Gerald Carlson’s heart sank when he received word several years ago that a controversial statistical analysis had decreed his program one of Louisiana’s weakest in preparing educators to teach English language arts.
“We thought we had a good program,” said Carlson, dean of the education school at the University of Louisiana at Lafayette. “We were shocked when we saw the results.” Carlson has since worked with his staff to revamp the school’s curriculum: adding a new class in reading and English language arts, requiring more writing across the board, and beefing up professional development for the university’s professors.
He is confident that when the latest results come out this spring—the first to be released in over a year and a half—the university will fare well.

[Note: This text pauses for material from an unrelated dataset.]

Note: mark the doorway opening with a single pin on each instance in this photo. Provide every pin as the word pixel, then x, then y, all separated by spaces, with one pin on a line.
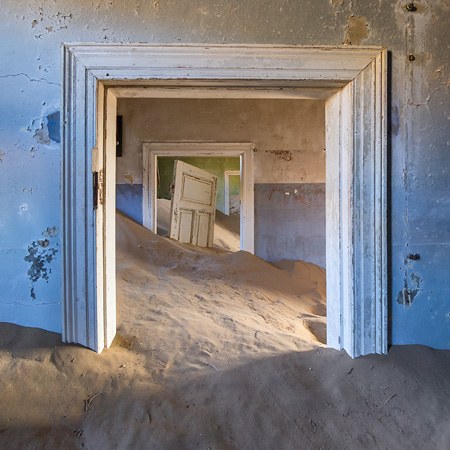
pixel 214 156
pixel 353 83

Scores of teacher training programs across the country will likely face similar scrutiny in coming years. Following Louisiana’s lead, policy makers in a growing number of states are evaluating programs based on the test scores of their graduates’ students. So far, eight states have policies requiring them to do a similar analysis, most of them adopted in the last few years, according to the National Council on Teacher Quality.

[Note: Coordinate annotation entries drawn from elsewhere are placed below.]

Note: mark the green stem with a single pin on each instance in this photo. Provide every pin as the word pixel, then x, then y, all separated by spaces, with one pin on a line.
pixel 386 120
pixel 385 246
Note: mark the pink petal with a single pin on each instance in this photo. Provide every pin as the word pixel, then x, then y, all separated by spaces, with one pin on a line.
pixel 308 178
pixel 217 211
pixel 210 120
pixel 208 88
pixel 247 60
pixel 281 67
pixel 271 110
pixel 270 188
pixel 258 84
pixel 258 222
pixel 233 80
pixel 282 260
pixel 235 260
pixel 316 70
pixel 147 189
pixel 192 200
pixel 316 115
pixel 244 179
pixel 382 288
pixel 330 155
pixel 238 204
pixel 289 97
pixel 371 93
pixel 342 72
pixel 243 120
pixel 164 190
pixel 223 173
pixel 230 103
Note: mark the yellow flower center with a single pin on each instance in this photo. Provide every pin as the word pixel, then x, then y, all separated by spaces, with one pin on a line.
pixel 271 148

“This is a policy movement that’s sweeping the country,” said Charles Peck, a professor of special education and teacher education at the University of Washington’s College of Education.

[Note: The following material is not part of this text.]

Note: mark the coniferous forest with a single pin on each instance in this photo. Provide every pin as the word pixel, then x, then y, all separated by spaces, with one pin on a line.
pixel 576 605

Related efforts to evaluate individual teachers based on student test scores have sparked a flurry of publicity—and led to a major lawsuit. But those targeted at preparation programs (which include longstanding university-based education schools and less traditional programs like Teach For America) have gone comparatively unnoticed and unscrutinized.
As other states follow a similar path, Louisiana’s experience speaks to the promise and peril of the new approach. Some programs, like Carlson’s, have used the data to make significant changes. “We should be doing this analysis anyway, whether we’re forced to or not,” said Carlson.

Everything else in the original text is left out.